CLYTEMNESTRA (a threat) What are we chattering about to day girl friends. Oh god the poor girl has no breasts which one of them was it, or did I get them from a test tube. Answer me. I can’t remember. Is it the younger one or not. The one standing slightly behind the other…foreground.. hm, in life span? Size of..? So you both got taller, get up and go to school…daddy’s coloring ah hah well that’s between the lines, eenie meany… Count to ten I’ll suckle your milk, see how you feel. Kidding! Kids! Do not believe your ears. I thought I had a boy, what happened to him when he played with matches, guns and jagged objects, told him not to run that fast, stay out of the traffic. I’ll get you implants when you graduate, both of you. I can’t tell you apart when you stand that close together. How can I play favorites when I’m seeing double are you twins, answer me or I’ll start menstruating backwards, are we regular, girls, what else is there to tell each other but we all have wombs, is there a problem here.
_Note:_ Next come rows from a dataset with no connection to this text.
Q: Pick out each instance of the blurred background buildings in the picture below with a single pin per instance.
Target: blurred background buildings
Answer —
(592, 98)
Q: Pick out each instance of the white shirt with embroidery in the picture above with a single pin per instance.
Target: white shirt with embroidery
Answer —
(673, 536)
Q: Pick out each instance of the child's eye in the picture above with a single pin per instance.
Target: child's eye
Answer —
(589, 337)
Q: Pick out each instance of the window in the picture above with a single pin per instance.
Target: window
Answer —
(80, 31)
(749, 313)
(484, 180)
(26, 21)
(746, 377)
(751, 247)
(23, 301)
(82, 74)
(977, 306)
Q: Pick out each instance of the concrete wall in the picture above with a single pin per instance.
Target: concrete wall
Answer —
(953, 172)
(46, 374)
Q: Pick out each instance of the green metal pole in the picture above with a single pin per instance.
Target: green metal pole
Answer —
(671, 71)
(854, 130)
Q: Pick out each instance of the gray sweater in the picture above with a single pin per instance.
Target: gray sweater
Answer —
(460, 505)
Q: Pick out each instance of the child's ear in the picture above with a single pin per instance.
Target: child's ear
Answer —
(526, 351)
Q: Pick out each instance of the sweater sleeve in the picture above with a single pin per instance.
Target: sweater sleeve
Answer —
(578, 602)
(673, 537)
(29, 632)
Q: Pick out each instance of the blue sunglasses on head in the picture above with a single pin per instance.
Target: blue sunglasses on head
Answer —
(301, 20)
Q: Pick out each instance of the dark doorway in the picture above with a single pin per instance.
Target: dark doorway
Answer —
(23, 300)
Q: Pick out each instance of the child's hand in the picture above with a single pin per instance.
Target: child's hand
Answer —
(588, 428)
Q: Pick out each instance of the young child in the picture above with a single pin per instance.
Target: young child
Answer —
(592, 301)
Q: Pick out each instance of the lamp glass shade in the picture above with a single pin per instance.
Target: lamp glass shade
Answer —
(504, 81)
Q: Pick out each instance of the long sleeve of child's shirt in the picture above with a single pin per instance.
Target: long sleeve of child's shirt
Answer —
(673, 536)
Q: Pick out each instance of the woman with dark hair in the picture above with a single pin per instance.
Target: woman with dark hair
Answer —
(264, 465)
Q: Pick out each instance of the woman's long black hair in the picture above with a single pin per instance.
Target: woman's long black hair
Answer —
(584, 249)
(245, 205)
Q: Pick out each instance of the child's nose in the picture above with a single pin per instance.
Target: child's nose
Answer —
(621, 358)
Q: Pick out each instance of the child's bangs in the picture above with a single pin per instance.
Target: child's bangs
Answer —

I’m telling you Why whisper? It’s your father tapping all the phones and shuddering the chandeliers beyond the borders.

 

Divine Fire: Eight Contemporary Plays Inspired by the Greeks

edited by Caridad Svich with a foreword by Charles L. Mee
(New York: BackStage Books, an imprint of Watson-Guptill 2005)

US paperback list price $19.95, ISBN# 0-8230-8851-0.

Plays in the volume are: Troy Women by Karen Hartman, Philoktetes by John Jesurun, Phaedra by Matthew Maguire, The Elektra Fugues by Ruth Margraff, True Love by Charles L. Mee, Eurydice by Sarah Ruhl, Iphigenia Crash Land Falls on the Neon Shell That Was Once Her Heart (a rave fable) by Caridad Svich, and Phaedra in Delirium by Susan Yankowitz. With an Afterword by Colin Teevan.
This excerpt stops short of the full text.